Despite the dramatic changes in the Georgian electorate, Latino supporters still fear a possible Biden government will not focus on its problems. “I haven’t really seen Joe Biden put something on the agenda that would be attractive to new citizens,” Garcia said, reiterating concerns that “it’s not really a clear message when it comes to immigrants and the people Children in Cages goes ”. (Lawyers could tell the parents of 545 children separated from the Trump administration, according to a filing on Tuesday.)
Latinos in Georgia could vote en masse because stepping up US immigration and customs operations is on the ballot even in local races. In both Gwinnett and Cobb counties, two candidates who want to replace longtime sheriffs have pledged to end working with ICE to identify undocumented residents through local arrests and drive them into immigration custody.
And some of the harrowing allegations against ICE since Trump took office hit Latinos particularly hard in Georgia. Last month, a Legal complaint Filed on behalf of a whistleblower nurse at an ICE detention center in Irwin County, Georgia, reported “harrowing medical neglect” and an unusual number of hysterectomies among Spanish-speaking inmates – some allegedly without their full consent. ICE’s regional office in Atlanta recorded: 5 percent increase of deportations in fiscal year 2019, mainly due to the increase in people arrested at the U.S.-Mexico border and transported to Georgian detention centers.
As elsewhere, the health and economic impact of the COVID-19 pandemic on Latinos has declined disproportionately in Georgia.
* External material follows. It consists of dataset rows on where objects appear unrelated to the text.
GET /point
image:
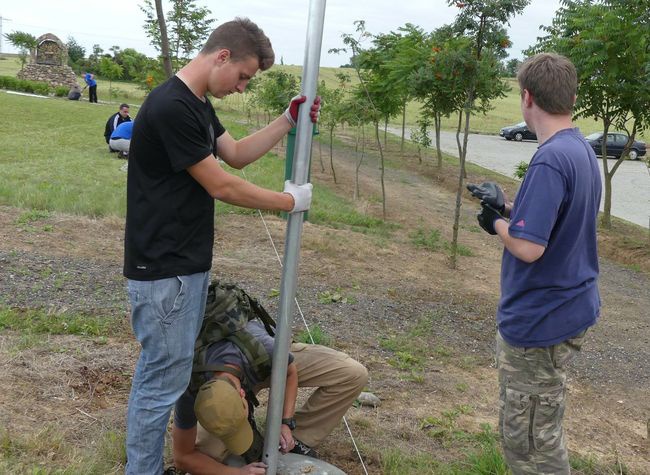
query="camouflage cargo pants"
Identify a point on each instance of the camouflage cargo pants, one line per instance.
(532, 384)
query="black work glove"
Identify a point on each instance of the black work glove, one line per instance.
(490, 193)
(487, 217)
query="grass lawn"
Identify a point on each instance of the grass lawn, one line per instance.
(59, 162)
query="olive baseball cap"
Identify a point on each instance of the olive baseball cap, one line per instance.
(221, 411)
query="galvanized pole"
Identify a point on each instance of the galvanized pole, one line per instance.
(293, 236)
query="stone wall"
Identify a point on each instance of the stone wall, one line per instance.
(53, 75)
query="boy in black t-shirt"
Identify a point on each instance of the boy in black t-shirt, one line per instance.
(173, 179)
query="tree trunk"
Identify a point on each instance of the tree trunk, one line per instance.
(164, 40)
(320, 155)
(461, 176)
(359, 161)
(437, 120)
(385, 129)
(607, 205)
(381, 166)
(401, 145)
(332, 153)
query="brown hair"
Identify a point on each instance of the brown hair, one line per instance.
(244, 39)
(552, 81)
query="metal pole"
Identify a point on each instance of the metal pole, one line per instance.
(1, 20)
(293, 236)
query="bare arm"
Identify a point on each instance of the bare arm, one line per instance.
(239, 153)
(231, 189)
(290, 395)
(290, 392)
(190, 460)
(522, 249)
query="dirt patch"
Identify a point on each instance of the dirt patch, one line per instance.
(394, 288)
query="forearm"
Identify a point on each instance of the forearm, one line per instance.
(252, 147)
(290, 392)
(242, 193)
(231, 189)
(522, 249)
(198, 463)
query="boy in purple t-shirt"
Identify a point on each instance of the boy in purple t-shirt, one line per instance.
(549, 271)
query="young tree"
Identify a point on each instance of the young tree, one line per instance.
(331, 115)
(275, 90)
(25, 42)
(420, 136)
(76, 52)
(609, 43)
(482, 22)
(181, 35)
(511, 67)
(367, 65)
(111, 70)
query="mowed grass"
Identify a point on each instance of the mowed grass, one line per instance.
(53, 157)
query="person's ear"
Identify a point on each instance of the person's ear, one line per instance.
(223, 56)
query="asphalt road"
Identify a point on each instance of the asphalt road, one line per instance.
(630, 185)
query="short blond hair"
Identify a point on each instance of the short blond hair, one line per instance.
(552, 81)
(244, 39)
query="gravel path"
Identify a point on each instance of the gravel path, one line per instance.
(630, 185)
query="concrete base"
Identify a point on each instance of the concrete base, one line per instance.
(294, 464)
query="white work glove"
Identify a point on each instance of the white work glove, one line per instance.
(301, 195)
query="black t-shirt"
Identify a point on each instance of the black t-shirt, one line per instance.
(169, 215)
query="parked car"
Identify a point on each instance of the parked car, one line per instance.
(518, 132)
(615, 144)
Many are key workers in the service industry or in the state’s poultry factories, and concerns about Trump’s handling of the pandemic can also push voters to the polls. Some are already there: Georgia’s personal early voting began October 12, and Gwinnett County more ballot papers added in the first week than in the entire three-week period 2016.
Georgia’s history of voter suppression still weighs heavily on the minds of Latino voters. Only Gwinnett County has Spanish language voting papers. But in-person voting can be a way to bypass the potentially confusing, multi-step instructions for the ballot papers that might otherwise put off Latino voters.
Garcia, himself a first-time voter, is not taking any chances: “I plan to be there in person – me, me and me – to make sure my vote is counted,” he said.